Triumphs and Failures Tuesday - Kids Say the Darndest Things
Like sands through the hourglass, so are the Tuesdays of our lives (get it?), and that means Triumphs and Failures Tuesday. It's a weekly post where I share a parenting triumph or failure, and you get to judge me with impunity. No really, let me have it in the comments!
This week, I have a failure to report (should you really be surprised?), but Xavier had a triumph!
My failure for the week is that I didn't realize that X was in "I heard what you said, so I'm going to say it, too" mode already. Little did I know that, instead of what I said going in one ear and out the other, what I said went in one ear, found a warm napping place in his memory, and out his mouth whenever he wants. Before you assume that I cursed in front of him, I didn't.
"Go away." That's what I said. That's not that bad, right?

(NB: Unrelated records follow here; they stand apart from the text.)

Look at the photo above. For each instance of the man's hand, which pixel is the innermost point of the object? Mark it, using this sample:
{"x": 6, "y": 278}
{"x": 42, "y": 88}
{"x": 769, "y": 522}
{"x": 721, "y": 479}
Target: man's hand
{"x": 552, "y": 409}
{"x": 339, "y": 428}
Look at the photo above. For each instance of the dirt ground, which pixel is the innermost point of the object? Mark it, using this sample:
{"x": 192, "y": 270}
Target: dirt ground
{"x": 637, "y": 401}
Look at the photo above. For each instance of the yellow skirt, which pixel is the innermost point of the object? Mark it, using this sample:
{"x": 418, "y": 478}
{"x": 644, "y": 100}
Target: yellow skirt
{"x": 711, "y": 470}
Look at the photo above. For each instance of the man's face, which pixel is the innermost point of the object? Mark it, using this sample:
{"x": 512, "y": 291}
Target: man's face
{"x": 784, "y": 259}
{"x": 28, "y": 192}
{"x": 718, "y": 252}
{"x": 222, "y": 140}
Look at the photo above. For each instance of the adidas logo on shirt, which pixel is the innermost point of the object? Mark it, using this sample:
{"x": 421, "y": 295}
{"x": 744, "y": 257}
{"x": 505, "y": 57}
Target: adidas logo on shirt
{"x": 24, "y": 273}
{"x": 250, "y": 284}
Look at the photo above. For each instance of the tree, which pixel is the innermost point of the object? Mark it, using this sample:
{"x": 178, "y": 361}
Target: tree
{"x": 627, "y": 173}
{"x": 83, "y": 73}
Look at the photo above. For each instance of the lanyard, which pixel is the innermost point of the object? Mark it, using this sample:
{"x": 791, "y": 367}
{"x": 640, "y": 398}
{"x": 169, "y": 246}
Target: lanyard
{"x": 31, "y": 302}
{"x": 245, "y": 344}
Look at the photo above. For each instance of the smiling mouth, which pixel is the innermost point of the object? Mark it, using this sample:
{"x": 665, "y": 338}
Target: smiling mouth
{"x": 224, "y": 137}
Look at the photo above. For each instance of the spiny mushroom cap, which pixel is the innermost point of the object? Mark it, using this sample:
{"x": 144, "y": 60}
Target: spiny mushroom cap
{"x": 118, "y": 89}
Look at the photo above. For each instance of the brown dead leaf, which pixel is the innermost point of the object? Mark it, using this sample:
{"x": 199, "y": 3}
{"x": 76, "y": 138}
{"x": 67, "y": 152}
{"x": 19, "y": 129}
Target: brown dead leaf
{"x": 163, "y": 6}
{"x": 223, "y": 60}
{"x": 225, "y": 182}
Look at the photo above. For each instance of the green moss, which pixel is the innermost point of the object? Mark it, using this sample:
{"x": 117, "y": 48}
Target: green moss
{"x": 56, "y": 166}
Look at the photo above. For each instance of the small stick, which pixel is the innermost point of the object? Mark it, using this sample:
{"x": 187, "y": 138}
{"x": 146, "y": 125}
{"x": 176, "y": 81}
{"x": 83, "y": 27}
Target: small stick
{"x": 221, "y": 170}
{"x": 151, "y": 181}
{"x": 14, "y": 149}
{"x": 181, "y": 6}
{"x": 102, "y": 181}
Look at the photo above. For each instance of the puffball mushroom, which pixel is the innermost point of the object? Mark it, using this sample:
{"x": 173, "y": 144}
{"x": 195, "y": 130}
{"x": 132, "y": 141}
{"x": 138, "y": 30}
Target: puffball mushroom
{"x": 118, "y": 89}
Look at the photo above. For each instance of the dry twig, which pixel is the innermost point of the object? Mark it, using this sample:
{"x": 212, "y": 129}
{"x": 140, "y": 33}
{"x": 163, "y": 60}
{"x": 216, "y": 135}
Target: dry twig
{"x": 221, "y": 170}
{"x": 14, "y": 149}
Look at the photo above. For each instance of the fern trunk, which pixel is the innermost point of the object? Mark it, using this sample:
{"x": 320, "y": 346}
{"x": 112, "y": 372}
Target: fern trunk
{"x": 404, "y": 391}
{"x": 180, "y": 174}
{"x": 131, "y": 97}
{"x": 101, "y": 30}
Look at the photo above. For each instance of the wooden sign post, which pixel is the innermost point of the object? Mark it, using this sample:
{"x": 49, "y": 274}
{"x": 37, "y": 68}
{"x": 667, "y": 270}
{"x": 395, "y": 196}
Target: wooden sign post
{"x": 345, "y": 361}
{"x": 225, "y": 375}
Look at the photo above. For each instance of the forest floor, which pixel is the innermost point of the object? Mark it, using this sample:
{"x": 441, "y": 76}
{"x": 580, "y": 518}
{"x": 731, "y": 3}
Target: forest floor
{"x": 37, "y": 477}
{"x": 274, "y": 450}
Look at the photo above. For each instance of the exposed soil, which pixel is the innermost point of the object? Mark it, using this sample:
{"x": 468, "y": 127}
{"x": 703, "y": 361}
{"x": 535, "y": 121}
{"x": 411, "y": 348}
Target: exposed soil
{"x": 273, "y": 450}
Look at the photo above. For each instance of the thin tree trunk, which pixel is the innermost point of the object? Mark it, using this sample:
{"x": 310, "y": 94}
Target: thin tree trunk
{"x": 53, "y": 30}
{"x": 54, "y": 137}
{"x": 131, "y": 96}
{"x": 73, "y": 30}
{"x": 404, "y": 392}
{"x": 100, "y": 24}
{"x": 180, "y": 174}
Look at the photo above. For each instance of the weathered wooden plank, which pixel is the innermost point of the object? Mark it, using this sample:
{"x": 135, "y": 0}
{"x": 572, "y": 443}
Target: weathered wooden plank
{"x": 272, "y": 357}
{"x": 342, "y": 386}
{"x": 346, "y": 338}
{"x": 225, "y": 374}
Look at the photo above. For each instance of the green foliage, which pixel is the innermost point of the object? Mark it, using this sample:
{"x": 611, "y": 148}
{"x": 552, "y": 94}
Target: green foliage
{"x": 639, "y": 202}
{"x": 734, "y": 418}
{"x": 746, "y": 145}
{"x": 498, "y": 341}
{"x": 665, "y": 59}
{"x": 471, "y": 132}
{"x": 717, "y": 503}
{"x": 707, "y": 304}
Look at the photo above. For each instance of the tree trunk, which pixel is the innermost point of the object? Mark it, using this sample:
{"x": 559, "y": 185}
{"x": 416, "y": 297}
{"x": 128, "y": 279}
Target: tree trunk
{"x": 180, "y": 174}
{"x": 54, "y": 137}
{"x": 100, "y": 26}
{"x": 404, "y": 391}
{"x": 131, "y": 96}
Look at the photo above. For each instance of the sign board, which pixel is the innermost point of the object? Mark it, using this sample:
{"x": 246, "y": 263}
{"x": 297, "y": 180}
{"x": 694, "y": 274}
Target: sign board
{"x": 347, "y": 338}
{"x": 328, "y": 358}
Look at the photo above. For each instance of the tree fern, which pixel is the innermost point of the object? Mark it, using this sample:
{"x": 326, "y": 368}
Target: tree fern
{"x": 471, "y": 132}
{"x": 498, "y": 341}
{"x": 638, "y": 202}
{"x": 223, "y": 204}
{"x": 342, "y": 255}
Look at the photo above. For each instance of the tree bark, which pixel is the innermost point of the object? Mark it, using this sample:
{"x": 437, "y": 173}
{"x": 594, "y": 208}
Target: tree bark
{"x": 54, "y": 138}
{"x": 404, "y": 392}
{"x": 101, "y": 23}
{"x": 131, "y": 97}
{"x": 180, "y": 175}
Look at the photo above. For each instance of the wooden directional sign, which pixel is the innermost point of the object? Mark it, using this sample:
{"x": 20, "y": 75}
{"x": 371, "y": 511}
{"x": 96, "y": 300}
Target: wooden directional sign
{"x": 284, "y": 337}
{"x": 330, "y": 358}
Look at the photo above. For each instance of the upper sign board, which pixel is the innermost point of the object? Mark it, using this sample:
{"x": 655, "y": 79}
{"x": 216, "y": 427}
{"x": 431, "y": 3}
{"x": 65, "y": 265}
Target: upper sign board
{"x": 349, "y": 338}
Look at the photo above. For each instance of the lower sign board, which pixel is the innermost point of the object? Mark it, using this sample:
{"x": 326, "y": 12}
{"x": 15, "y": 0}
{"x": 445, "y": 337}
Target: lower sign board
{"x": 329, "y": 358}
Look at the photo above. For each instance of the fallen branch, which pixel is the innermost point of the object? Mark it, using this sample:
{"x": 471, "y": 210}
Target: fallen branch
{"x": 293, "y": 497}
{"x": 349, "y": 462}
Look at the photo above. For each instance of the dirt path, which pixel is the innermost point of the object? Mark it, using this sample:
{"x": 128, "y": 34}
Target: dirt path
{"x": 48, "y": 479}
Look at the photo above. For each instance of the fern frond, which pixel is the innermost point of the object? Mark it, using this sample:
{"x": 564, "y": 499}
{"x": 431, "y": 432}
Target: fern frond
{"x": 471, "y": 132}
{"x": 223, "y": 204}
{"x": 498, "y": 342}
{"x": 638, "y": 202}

Okay, what I actually said was "Okay X, I've fed you your snack, so now it's Daddy's turn for a snack. Go away." in an attempt to shoo him away from the kitchen and to go play. Yet, instead of him scampering off to play with his toys, he remained seated next to me, looked deep in thought, and then half-whispered, "Go away." You know, in that cute toddler voice where not all phonemes are pronounced and you don't think he said what you think he just said so you shrug it off as toddler babble because there's absolutely no possible way that he could pick something up that fast at his age, especially something so rude as the phrase "go away."
Oh, but he said it. How do I know? Because he says it to me whenever he's mad, and he literally wants me to go away. Like when I wanted him to stop playing with his toys and come to dinner. "Go away." Or when I was strapping him in to his car seat to go to school when all he wanted to do was watch YouTube videos on my iPad. "Go away!" Or, this past evening, when he was tired, he was angry at me for making him take a bath, he was vigorously kicking me in the stomach as I dried him on the bed afterwards, and fat tears were streaming down his face. "Go away! Go away! Go away!"
His words sting a little more than I thought they would because I felt like, up until now, he's always wanted me to be around. Granted, he's a toddler. He's probably just feeling some very strong negative emotions mixed with fatigue. He doesn't really want me to go away, right? Yet, I feel hurt (yes, I do realize that I better toughen up because he's going to say and do a lot worse than that). And I feel guilty because I'm the one who equipped him with those words.
However, X’s learning and using those words have yielded an unintended benefit. One day, as I was preparing dinner, Laya and X were sitting on the couch in the living room. X was looking through a book, and Laya was busy doing something on her cellphone. Out of the blue, he told her, "Go away!" When she asked X what he meant, he pushed her cellphone to the side of her and repeated "go away!" He wanted to spend some quality time with her without the distraction of a cellphone. Maybe it wasn't that bad that X learned that phrase after all.